This letter was written by Corp. Otis G. Cilley (1828-1895) of Co. D, 14th New Hampshire Infantry. Otis was the son of John Cilley (1801-1854) and Judith E. Cilley (1802-1855) of East Weare, Hillsborough county, New Hampshire. Otis enlisted on 23 September 1862 in the 14th New Hampshire Infantry. He was taken prisoner at Cedar Creek on 19 October 1864 but was paroled in late February 1865 and mustered out of the service on 8 July 1865.
In 1860, Cilley was enumerated in the mining camp in Mountain City, Arapahoe county, Kansas Territory (Colorado). He was in company with a number of other New Hampshire residents who had come to the Colorado gold fields in 1859. In 1858, he married Mary M. Morrill (1834-1909), the daughter of George E. Morrill and Hannah S. Bartlett.
This letter requests verification of a rumor that Stark Fellows, formerly a Lieutenant in the 14th New Hampshire Infantry, and more recently with the 2nd USCT, had died. He did, in fact, die of disease on 23 May 1864 at Key West, Florida.

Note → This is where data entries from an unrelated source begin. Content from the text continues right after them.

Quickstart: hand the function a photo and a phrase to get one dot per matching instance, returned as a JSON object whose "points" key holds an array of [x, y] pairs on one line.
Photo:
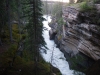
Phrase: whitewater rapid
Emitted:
{"points": [[54, 55]]}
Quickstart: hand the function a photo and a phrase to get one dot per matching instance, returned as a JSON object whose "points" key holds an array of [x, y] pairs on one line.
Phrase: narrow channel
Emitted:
{"points": [[54, 55]]}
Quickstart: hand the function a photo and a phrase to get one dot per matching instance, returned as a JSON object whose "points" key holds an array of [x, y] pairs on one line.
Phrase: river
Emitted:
{"points": [[54, 55]]}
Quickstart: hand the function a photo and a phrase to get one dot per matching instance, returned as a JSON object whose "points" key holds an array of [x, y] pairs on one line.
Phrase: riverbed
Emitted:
{"points": [[53, 55]]}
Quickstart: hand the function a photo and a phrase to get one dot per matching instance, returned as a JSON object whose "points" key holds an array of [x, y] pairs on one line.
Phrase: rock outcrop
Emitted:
{"points": [[79, 37]]}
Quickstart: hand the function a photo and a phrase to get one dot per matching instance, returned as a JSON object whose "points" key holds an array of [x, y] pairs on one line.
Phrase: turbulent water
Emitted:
{"points": [[54, 55]]}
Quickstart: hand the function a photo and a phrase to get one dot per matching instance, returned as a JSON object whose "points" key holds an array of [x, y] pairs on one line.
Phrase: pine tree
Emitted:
{"points": [[34, 27]]}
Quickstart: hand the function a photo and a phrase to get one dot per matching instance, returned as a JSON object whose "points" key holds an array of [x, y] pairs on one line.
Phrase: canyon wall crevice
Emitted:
{"points": [[78, 38]]}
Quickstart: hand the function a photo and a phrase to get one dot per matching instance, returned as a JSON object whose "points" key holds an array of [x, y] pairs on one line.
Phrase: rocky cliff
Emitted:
{"points": [[78, 38]]}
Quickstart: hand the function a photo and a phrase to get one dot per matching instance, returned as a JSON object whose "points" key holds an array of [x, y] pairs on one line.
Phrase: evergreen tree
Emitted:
{"points": [[34, 27]]}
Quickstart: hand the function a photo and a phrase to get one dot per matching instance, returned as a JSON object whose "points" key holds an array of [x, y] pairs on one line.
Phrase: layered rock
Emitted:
{"points": [[79, 37]]}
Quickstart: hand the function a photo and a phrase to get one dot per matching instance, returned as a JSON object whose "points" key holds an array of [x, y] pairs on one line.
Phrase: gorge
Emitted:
{"points": [[78, 37]]}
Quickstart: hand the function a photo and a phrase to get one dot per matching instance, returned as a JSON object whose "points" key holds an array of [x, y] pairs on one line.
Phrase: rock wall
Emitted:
{"points": [[78, 38]]}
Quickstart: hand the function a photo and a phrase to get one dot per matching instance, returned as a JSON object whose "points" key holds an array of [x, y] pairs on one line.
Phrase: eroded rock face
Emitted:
{"points": [[78, 37]]}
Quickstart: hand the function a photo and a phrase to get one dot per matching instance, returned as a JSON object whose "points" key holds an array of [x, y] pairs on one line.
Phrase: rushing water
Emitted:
{"points": [[54, 55]]}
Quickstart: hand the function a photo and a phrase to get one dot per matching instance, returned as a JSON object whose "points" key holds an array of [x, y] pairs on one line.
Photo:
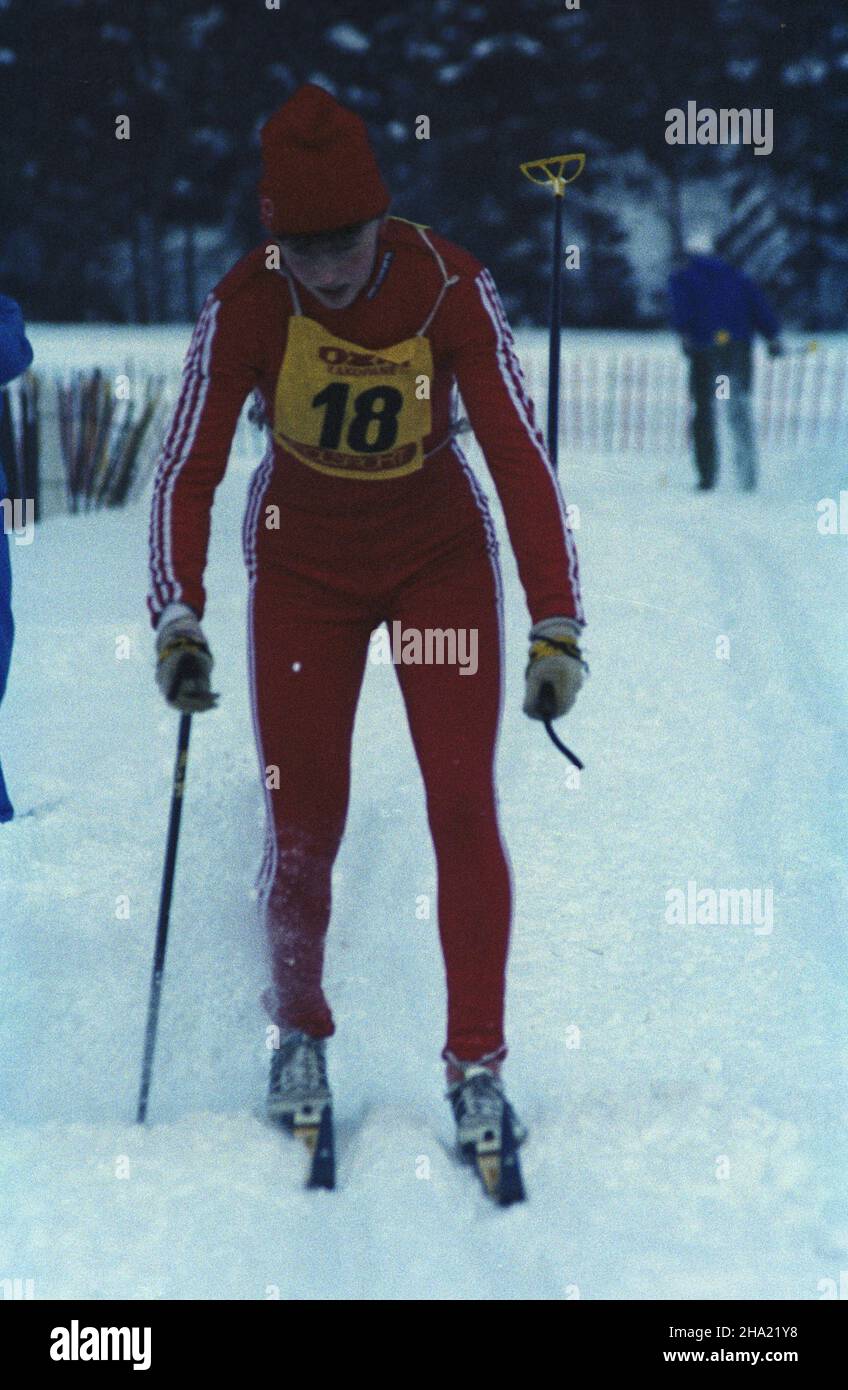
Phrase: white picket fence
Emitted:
{"points": [[622, 401], [636, 402]]}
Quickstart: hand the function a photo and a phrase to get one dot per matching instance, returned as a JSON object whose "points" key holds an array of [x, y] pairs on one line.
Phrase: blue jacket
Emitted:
{"points": [[15, 353], [711, 298]]}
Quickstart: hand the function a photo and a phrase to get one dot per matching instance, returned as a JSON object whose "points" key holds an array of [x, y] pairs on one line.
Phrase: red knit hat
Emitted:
{"points": [[319, 170]]}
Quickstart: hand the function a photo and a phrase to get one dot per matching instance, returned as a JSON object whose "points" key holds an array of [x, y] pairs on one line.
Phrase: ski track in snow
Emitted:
{"points": [[701, 1047]]}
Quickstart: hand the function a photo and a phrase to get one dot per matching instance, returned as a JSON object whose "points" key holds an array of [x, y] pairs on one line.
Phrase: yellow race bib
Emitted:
{"points": [[352, 412]]}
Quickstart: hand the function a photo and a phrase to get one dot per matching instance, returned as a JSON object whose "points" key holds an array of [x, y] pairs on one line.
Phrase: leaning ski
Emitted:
{"points": [[317, 1134], [498, 1165]]}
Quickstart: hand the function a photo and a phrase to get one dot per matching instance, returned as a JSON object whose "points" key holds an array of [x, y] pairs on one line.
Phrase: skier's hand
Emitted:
{"points": [[555, 669], [184, 660]]}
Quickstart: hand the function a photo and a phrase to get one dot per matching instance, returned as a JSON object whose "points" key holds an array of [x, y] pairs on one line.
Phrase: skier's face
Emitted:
{"points": [[334, 266]]}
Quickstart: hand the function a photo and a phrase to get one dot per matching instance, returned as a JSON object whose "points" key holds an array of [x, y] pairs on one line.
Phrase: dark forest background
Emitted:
{"points": [[136, 231]]}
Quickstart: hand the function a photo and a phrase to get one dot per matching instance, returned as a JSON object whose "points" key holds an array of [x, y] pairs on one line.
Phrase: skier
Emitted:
{"points": [[352, 328], [716, 309], [15, 355]]}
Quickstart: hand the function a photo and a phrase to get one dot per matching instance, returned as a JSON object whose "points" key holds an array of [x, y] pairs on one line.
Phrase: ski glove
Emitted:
{"points": [[184, 660], [555, 669]]}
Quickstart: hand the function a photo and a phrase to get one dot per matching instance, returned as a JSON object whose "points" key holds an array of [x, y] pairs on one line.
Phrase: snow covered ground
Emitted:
{"points": [[686, 1084]]}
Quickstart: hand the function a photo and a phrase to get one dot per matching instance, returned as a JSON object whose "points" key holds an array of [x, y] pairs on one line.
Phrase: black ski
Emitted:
{"points": [[319, 1137], [498, 1165]]}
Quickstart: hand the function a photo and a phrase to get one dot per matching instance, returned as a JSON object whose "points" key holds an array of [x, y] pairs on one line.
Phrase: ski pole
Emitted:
{"points": [[552, 177], [164, 912]]}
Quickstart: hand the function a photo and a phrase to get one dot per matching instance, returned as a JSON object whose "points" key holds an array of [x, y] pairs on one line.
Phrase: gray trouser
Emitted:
{"points": [[731, 360]]}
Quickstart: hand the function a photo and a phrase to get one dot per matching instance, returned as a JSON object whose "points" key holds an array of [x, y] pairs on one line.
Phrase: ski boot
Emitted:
{"points": [[299, 1098], [488, 1132], [298, 1087]]}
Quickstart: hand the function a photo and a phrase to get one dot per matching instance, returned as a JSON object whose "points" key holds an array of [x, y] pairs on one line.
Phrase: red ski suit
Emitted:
{"points": [[355, 520]]}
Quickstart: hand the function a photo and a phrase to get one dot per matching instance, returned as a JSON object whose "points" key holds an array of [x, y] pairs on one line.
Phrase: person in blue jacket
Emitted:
{"points": [[15, 355], [716, 310]]}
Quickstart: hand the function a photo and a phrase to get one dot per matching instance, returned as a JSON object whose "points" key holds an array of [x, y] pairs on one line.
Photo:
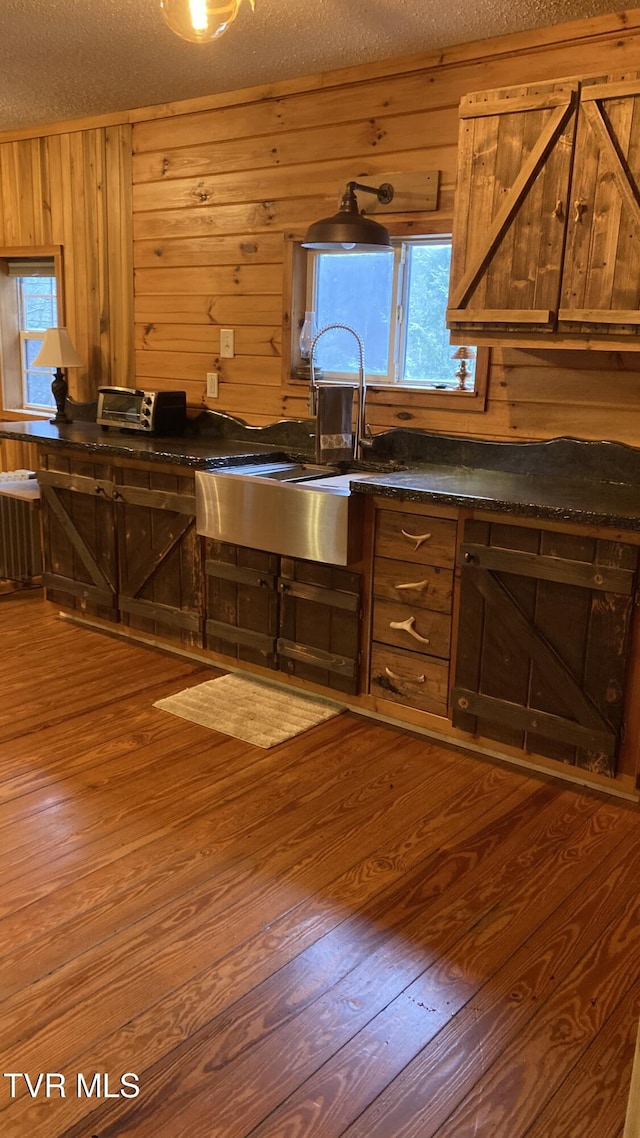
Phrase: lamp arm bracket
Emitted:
{"points": [[383, 192]]}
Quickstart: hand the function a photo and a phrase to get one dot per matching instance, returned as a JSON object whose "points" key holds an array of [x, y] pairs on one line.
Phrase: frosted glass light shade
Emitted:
{"points": [[57, 351], [200, 21]]}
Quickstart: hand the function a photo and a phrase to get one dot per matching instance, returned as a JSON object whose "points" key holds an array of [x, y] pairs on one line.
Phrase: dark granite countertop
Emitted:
{"points": [[574, 480], [198, 452], [575, 500]]}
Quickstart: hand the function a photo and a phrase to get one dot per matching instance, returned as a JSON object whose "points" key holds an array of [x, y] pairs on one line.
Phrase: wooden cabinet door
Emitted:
{"points": [[241, 602], [514, 167], [79, 535], [600, 290], [543, 642], [319, 624], [160, 568]]}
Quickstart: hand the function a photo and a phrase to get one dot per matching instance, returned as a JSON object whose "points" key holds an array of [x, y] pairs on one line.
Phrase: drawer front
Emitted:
{"points": [[416, 681], [412, 628], [416, 538], [424, 587]]}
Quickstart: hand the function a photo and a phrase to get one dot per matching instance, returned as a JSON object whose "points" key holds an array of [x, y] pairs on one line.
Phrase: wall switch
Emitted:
{"points": [[227, 349]]}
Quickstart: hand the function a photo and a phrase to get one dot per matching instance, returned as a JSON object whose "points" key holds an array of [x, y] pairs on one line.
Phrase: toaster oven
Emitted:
{"points": [[132, 409]]}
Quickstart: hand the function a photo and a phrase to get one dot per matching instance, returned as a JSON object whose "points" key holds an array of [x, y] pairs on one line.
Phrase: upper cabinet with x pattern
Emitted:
{"points": [[547, 227]]}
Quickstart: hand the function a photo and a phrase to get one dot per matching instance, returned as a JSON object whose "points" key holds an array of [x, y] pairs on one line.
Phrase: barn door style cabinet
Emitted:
{"points": [[285, 613], [120, 544], [544, 640], [547, 221]]}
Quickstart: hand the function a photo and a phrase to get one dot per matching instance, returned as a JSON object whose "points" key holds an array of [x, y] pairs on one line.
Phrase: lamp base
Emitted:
{"points": [[59, 390]]}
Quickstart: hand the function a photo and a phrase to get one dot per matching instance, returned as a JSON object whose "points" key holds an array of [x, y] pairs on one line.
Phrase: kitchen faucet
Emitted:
{"points": [[359, 442]]}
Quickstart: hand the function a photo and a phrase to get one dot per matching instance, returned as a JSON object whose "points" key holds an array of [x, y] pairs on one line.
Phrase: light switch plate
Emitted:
{"points": [[227, 348]]}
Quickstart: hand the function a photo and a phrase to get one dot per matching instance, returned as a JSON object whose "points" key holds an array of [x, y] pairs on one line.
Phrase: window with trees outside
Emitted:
{"points": [[30, 303], [38, 312], [396, 303]]}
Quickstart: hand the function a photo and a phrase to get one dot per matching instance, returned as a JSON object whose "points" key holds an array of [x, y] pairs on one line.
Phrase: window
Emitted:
{"points": [[29, 305], [37, 312], [396, 302]]}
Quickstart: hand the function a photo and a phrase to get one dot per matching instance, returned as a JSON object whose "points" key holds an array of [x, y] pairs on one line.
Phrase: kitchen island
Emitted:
{"points": [[491, 603]]}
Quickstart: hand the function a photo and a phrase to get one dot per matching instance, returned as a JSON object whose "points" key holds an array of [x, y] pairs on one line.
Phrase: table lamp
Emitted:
{"points": [[464, 372], [58, 352]]}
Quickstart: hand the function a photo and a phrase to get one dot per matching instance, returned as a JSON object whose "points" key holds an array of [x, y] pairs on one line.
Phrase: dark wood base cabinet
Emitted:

Otis wrote the letter to his friend, Benjamin Curtis Lincoln (1840-1865), who was serving as an officer in the 2nd USCT at the time. Benjamin Lincoln was married to Isadora (“Dora”) Frances Whitman in December 1863. Lincoln’s letters written to Dora while serving in the 39th Massachusetts Volunteers earlier in the war may be found at: Benjamin C. Lincoln Letters.
June 28, 1864
I presume to trespass upon you for a few moments to inquire whether the newspaper reports are correct in respect to the death of Colonel Stark Fellows for the company that he belonged to felt sad to think that so good & respected officer has passed away & nothing has been heard by his parents by the last mail. ¹
Please to write by return mail. From a warm friend & neighbor—I still remain the same. Please to direct to 14th Regt. New Hampshire Volunteers, New Orleans.
I remain your obedient servant, — Corporal Otis G. Cilley
¹ Stark Fellows (1840-1864) was the son of Rufus and Sarah Ann (Silver) Fellows of Sandown, New Hampshire. He was a graduate of Dartmouth College who entered the service as a private in the 14th New Hampshire Infantry and rose to the rank of 2nd Lieutenant before resigning to accept a commission as Lieutenant-Colonel of the 2nd United States Colored Troops (USCT). He was in command of Fort Taylor, Key West, Florida, when he died of yellow fever on 23 May 1864.